AIR ORCHESTRA

Summary

Goal

The goal of this project is to build a real-time mixed-reality (AR/MX) system that allows users to interact with a virtual orchestra in space using their environment.

The system is designed to be plug-and-play, requiring no calibration, and to run on low-power devices.

Main objectives:

Create a real-time interactive “air orchestra” experience
Ensure zero-setup usability (no calibration required)
Keep the system as lightweight as possible (high portability
Avoid heavy ML/VLM-based solutions in favor of efficient computer vision techniques
Design a modular and extensible architecture for future expansions and features

Architecture Rationale

The codebase was organized according to the role of each module.
The main criterion was to separate data acquisition, processing logic, visualization, resource management, and persistence.

Input Layer

The input/ folder contains components responsible for reading or estimating incoming data from external sources.

camera.py stores the camera model (CameraIntrinsics, Camera) because these classes describe the sensing device used by the system.
depth_model.py contains depth estimation because it produces depth information from input images.
hand_tracking.py contains hand-related functions because they interpret live gesture input.

input modules do not implement application logic; they only transform raw or external data into a usable form.

Core Layer

The core/ folder contains the main computational logic of the application.

geometry.py includes geometric computations such as normal estimation, rotation matrices, and size estimation.
surface.py includes depth normalization and surface clustering because these operations extract meaningful structure from depth data.
floor_detection.py contains floor and surface masking logic because it classifies regions of the scene.
mesh_transform.py handles mesh transformations because it applies scale and translation to 3D objects.
collision.py checks overlaps because collision detection is part of the placement decision process.

they do not depend on user interface rendering or file I/O. They represent the actual reasoning part of the system.

Rendering Layer

The rendering/ folder contains everything related to visualization.

depth_visual.py converts depth maps into displayable images and overlays masks.
scene.py draws the status and scene elements on screen.

This separation is useful because visualization should remain independent from the underlying placement logic.
As a result, the same computation can be reused even if the presentation changes.

Assets Layer

The assets/ folder contains resources and helper functions for loading them.

mesh_loader.py loads 3D models and provides a fallback mesh.
sound.py handles audio playback and sound selection.

Storage Layer

The scene_storage/ folder contains functions for saving and loading placements.

serialize_placements
save_placements
load_placements

Application Layer

init.py
main.py

Input -> Core Processing -> Collision/Placement -> Rendering -> Storage

Method

Input

RGB image captured by the laptop camera
Camera intrinsic parameters (fx, fy, cx, cy) assumed from a pinhole camera model

Depth estimation

The system processes the RGB image using Depth Anything to generate a monocular depth map. This depth map is then projected into a 3D point cloud using assume camera intrinsics. By doing so, the scene is represented in 3D space rather than purely in image space.

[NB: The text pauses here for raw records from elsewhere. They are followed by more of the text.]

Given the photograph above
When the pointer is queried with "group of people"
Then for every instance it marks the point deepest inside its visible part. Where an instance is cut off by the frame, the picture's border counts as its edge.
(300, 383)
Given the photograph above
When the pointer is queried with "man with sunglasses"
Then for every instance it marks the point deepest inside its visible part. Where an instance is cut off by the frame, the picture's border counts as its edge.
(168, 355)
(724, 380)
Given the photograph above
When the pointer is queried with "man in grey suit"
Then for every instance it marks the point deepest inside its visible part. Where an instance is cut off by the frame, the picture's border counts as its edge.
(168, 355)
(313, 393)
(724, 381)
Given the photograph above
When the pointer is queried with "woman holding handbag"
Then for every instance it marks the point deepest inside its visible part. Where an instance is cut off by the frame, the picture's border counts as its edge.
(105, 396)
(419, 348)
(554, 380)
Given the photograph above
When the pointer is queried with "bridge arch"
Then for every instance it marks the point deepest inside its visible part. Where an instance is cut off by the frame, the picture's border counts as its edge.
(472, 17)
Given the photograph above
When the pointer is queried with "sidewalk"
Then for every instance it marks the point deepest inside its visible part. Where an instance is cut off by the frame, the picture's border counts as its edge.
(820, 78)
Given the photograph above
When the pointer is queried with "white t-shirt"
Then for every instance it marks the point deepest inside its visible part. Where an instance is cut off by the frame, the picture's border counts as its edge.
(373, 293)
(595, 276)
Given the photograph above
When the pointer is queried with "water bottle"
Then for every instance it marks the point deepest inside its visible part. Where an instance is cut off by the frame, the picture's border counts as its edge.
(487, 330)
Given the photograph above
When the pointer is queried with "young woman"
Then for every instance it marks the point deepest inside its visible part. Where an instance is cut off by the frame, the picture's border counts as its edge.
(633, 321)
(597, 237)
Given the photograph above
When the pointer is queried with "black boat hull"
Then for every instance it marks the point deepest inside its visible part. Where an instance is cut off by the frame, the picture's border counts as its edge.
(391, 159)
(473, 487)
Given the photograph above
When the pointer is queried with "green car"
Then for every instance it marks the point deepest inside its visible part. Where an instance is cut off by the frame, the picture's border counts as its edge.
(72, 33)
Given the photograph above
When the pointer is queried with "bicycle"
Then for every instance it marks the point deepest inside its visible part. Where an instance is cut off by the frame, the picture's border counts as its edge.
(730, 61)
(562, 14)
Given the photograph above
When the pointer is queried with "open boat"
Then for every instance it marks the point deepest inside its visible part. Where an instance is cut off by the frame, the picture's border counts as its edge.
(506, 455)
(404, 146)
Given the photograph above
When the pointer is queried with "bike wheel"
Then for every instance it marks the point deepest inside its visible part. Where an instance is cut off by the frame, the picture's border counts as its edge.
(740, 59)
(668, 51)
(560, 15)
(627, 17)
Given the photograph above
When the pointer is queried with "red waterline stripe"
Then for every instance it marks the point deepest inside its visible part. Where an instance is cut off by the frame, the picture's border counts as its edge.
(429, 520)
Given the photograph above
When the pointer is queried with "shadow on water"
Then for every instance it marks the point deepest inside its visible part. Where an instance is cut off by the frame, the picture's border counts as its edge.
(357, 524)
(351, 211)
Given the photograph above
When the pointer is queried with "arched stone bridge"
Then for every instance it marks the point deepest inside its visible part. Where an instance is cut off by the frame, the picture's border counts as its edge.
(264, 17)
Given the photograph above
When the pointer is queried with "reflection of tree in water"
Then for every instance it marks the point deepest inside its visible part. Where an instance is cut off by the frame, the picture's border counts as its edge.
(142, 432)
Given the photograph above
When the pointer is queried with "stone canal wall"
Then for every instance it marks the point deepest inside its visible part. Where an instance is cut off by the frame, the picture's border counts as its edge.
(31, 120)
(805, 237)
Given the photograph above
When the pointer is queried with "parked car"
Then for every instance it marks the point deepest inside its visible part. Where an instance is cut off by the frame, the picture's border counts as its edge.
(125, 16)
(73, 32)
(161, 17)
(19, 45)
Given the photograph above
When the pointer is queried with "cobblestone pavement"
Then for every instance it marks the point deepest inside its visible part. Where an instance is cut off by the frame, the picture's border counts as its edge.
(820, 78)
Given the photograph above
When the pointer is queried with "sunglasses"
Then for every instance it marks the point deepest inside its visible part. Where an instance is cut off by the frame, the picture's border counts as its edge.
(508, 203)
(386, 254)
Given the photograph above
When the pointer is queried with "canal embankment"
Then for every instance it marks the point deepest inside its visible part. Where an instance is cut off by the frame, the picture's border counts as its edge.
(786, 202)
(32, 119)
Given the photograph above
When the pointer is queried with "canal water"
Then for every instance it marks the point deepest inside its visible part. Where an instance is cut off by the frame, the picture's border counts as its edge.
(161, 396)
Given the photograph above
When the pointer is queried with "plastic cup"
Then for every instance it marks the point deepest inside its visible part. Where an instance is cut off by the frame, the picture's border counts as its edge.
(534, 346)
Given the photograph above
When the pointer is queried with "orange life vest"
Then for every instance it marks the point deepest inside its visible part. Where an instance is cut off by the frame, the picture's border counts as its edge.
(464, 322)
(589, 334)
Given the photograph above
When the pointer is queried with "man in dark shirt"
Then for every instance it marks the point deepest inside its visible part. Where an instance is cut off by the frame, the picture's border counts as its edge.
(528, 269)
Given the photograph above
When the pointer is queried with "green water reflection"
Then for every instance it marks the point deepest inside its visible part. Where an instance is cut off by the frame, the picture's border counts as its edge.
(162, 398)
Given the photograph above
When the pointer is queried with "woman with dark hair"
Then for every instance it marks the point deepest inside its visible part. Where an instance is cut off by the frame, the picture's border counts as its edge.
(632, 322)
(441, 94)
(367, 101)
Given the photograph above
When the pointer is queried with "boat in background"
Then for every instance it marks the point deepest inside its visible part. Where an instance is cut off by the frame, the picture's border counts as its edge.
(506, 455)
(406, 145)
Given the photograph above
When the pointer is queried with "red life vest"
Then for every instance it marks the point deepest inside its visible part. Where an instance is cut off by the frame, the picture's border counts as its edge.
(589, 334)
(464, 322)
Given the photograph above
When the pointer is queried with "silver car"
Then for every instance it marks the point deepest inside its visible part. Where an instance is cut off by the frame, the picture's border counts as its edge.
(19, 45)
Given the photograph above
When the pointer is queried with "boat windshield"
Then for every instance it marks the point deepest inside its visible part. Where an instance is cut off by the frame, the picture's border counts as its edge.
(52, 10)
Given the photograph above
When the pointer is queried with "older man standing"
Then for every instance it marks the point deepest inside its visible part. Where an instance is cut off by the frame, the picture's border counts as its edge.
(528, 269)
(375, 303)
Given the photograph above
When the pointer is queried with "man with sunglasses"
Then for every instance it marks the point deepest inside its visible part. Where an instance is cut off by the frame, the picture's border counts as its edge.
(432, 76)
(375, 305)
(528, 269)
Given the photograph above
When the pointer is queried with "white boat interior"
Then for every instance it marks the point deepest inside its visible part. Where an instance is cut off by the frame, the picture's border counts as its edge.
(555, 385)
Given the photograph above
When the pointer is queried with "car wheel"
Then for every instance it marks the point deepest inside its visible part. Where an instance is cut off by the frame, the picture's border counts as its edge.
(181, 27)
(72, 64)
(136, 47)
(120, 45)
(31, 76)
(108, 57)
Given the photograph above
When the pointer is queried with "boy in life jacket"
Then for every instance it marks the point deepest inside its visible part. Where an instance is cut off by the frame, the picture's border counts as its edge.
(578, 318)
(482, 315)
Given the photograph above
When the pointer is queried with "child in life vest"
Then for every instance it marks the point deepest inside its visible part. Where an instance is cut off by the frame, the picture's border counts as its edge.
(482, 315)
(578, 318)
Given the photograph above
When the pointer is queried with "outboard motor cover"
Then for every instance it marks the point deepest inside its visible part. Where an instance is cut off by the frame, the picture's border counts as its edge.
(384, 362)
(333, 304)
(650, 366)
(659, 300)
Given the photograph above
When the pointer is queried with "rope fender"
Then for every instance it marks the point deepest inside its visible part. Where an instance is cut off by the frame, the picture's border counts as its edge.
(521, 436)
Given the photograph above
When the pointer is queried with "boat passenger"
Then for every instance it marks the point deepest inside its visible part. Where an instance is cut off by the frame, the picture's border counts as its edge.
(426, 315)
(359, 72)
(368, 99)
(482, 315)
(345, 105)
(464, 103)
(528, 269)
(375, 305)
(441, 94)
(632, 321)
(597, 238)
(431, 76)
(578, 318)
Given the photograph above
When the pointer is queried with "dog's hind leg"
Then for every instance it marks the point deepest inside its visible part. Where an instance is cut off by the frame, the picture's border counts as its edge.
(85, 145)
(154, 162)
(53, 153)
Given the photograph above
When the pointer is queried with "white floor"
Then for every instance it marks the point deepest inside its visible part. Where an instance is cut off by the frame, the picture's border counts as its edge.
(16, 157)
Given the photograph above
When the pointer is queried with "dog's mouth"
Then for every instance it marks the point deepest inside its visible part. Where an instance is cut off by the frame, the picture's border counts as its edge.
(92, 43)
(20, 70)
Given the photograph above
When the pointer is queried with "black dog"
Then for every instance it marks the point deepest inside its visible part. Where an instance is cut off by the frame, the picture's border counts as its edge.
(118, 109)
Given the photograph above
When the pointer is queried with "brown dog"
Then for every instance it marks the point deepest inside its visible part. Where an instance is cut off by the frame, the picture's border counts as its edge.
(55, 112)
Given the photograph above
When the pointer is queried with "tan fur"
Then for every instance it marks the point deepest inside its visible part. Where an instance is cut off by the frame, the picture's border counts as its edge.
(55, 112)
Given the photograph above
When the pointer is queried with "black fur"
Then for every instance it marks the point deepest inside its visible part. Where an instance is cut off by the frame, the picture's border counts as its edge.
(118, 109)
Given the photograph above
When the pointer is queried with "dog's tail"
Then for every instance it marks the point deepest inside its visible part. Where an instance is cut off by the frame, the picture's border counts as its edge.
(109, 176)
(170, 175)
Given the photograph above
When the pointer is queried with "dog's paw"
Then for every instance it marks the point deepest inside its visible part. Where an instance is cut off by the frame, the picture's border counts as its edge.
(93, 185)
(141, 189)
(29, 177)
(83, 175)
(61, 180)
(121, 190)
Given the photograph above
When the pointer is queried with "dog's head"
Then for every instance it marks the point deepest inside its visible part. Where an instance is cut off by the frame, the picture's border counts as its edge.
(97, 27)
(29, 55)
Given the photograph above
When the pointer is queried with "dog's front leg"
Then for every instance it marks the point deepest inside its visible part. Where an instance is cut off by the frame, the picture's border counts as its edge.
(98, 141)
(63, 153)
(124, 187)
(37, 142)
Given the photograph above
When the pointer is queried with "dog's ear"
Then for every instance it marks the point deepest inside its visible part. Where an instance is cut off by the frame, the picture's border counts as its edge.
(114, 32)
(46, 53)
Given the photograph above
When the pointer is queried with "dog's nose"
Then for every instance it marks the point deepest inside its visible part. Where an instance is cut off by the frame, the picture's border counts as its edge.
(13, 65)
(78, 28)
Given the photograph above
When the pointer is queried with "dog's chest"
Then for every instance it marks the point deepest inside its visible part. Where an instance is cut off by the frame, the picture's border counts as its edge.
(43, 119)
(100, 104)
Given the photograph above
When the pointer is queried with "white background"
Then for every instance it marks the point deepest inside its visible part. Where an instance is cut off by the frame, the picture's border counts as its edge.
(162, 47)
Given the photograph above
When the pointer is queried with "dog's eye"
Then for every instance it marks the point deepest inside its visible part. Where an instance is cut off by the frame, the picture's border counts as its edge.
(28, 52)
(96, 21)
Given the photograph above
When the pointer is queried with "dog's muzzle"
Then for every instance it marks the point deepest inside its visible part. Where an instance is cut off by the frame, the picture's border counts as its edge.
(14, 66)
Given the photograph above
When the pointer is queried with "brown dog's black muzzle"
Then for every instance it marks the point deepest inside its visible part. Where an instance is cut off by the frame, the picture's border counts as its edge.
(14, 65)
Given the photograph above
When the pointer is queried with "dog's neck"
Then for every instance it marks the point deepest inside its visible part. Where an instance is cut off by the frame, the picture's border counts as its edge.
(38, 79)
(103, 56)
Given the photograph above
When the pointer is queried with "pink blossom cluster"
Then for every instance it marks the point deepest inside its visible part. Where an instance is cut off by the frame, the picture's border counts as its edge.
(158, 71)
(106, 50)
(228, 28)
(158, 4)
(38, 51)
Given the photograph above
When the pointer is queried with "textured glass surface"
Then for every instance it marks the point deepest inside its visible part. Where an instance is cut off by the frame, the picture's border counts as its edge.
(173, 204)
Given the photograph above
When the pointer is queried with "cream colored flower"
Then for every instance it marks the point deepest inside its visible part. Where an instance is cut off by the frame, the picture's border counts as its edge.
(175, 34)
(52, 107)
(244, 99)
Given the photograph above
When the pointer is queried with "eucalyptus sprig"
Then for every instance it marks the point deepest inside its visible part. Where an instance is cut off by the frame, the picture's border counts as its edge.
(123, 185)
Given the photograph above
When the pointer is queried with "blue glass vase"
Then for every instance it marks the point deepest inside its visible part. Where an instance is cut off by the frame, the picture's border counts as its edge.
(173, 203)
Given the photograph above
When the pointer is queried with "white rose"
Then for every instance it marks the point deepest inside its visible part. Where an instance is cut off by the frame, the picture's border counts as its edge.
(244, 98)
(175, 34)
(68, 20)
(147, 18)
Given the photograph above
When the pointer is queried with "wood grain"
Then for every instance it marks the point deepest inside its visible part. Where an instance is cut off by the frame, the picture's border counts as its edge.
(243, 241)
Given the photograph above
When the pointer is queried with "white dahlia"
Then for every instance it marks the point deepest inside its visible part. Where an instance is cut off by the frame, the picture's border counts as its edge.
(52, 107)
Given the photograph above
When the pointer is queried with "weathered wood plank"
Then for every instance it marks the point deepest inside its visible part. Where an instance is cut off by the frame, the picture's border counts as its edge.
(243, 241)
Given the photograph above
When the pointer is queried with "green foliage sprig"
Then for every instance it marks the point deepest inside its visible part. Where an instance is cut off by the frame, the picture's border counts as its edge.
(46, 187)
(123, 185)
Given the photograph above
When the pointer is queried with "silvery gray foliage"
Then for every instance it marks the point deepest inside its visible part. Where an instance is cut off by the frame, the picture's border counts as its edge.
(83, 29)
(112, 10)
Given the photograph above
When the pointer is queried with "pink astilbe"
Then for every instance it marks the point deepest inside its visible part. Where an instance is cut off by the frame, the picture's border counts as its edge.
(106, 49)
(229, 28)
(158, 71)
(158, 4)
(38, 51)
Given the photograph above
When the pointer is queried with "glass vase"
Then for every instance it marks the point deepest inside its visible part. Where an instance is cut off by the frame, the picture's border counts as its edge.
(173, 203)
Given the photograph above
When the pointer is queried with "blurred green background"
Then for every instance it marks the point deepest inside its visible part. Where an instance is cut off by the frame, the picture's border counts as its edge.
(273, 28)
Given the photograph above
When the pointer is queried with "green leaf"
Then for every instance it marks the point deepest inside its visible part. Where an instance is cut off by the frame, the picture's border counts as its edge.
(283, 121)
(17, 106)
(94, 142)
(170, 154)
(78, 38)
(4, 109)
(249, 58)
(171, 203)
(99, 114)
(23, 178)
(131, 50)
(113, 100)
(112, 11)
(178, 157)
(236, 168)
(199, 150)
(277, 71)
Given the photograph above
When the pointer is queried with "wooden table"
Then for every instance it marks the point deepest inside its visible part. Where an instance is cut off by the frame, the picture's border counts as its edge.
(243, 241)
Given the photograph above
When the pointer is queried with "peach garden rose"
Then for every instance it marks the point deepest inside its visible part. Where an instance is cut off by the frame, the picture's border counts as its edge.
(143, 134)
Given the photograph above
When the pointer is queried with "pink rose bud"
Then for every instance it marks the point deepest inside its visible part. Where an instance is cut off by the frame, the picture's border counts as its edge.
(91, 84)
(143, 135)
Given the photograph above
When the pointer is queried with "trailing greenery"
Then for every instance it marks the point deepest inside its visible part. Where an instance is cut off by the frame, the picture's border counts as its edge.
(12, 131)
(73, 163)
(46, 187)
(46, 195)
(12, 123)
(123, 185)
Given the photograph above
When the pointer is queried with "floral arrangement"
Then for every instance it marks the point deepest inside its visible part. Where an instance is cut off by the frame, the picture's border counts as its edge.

The system can operate in two modalities

surface mode: returns all detected stable surfaces
loor mode: returns only the dominant floor region

Once the 3D structure is reconstructed, local surface properties are extracted using classical computer vision techniques. Surface normals are estimated from local neighborhoods, resulting in a description of the orientation of small surface patches. These normals are then clustered to group regions with consistent orientation allowing the system to separate different types of surfaces in the environment.

The resulting clusters are filtered using geometric constraints to remove unstable or irrelevant regions. Only surfaces that satisfy stability criteria and coherent orientation are retained.

Floor detection uses additional constraints applied on top of the estimated surface mask. The candidate regions are first restricted to the lower half of the image, based on the assumption that the floor is typically located in this area of the camera view. The remaining candidates are filtered using depth consistency, where extreme depth values are removed using percentile-based clipping. The resulting candidates are taken through connected component analysis, selecting the largest region in contact with the bottom of the image.

To improve results in both cases, morphological operations are applied to reduce noise and improve spatial continuity. A closing operation with a 9x9 kernel is used to fill small gaps, followed by an opening operation with a 3x3 kernel to remove small isolated artifacts.

The selected 3D points are then projected back into the image plane to generate a 2D interaction mask. This mask can be oerlaid on the screen with alpga blending and used for AR object placement.

Gesture-Based Control

The system uses gesture recognition to control interaction modes and actions. Gestures are evaluated over multiple consecutive frames to ensure temporal stability and reduce noise.

Two main gesture types are used:

"thumbs up", used to confirm object placement
"victory sign" to mode-switch, for toggle interaction modes

In case of noisy environments, a keyboard fallback mechanism is implemented.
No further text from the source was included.